Caitlin Burrows: Got it. And yes, I appreciate that you guys have mentioned that those goals can be stretched goals. Maybe then separately on the dividend. I know last call you mentioned you want to keep the dividend as close to the current levels as possible. So just wanted to see if you thought the G&A savings you’re pursuing could help you maintain the dividend next year? Or any updated thoughts to share?

Marc Holliday: Yes. I — my comments, I think, on the last call, as it related to dividend, where there were some companies that were in the process of cutting or eliminating dividends, was along the lines of we think the dividend is an important and almost fundamental reason that people invest in REIT stocks, I still believe that to be the case, and we’re going to work hard to maintain that dividend as best we can, always in light of where our FFO and FAD is for the year. So that’s the one thing. I just — we don’t have next year’s numbers publish it, so we couldn’t on this call, begin to give you a sense of where that is. It’s about FFO, it’s about Fed’s, about taxable income. But our goal in everything we do, when I mentioned earlier about cutting our capital to only that we need to spend next year, cutting our expenses is all for the basic reason of meeting our obligations and paying a dividend and we’ll do everything possible.

But got a way until December or maybe it’s just before December when we announced, we meet as a Board, we’ll set the level for next year. It will be based off of taxable income. And we recognize the importance, we’re all aligned with shareholders, and we’ll try to maintain as best we can.

Operator: Thank you.
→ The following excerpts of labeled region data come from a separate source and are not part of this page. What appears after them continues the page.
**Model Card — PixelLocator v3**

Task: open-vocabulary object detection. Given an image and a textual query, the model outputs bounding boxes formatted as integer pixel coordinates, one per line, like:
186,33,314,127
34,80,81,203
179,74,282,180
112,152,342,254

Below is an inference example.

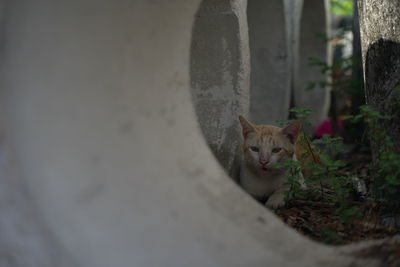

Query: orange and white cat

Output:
239,116,304,208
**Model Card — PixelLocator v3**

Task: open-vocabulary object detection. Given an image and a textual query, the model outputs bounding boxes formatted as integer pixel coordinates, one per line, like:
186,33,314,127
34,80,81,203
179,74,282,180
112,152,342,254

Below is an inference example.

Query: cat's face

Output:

One moment for our next question. Our next question comes from the line of Michael Griffin from Citi.

Michael Griffin: Maybe getting back to the potential asset sales. I’m curious if you can give some color around return hurdles or IRR that potential investment partners are looking for in order to get interested?

Marc Holliday: Well, that’s — Michael, that’s broad because the market coming up there’s going to be so many ways to play it and therefore, the return hurdles will be a lot different. I mean there will be people trying to take position in first lien positions. That will be more debt and credit liking there, there’ll be meaning position, there’ll be equity positions. I think it’s fair to say whatever the return hurdles were sort of before the rate increases, if you will, that the return hurdles sort of generally across the board are probably up 250 to 300 over for various positions. In that range, so maybe what was low teens might be mid-teens, mid-teens, high teens, ever, what might have been a 7.5% unlevered discount might be 10%.

I mean in that range is kind of the level of movement, but it just — it depends what’s the asset class, where is it? Where are you investing in that asset class? And is it from an ownership perspective or from a mezzanine origination perspective, et cetera. But I think 250 to 300 up in return requirements is probably a good number. I don’t know, Andrew, you think.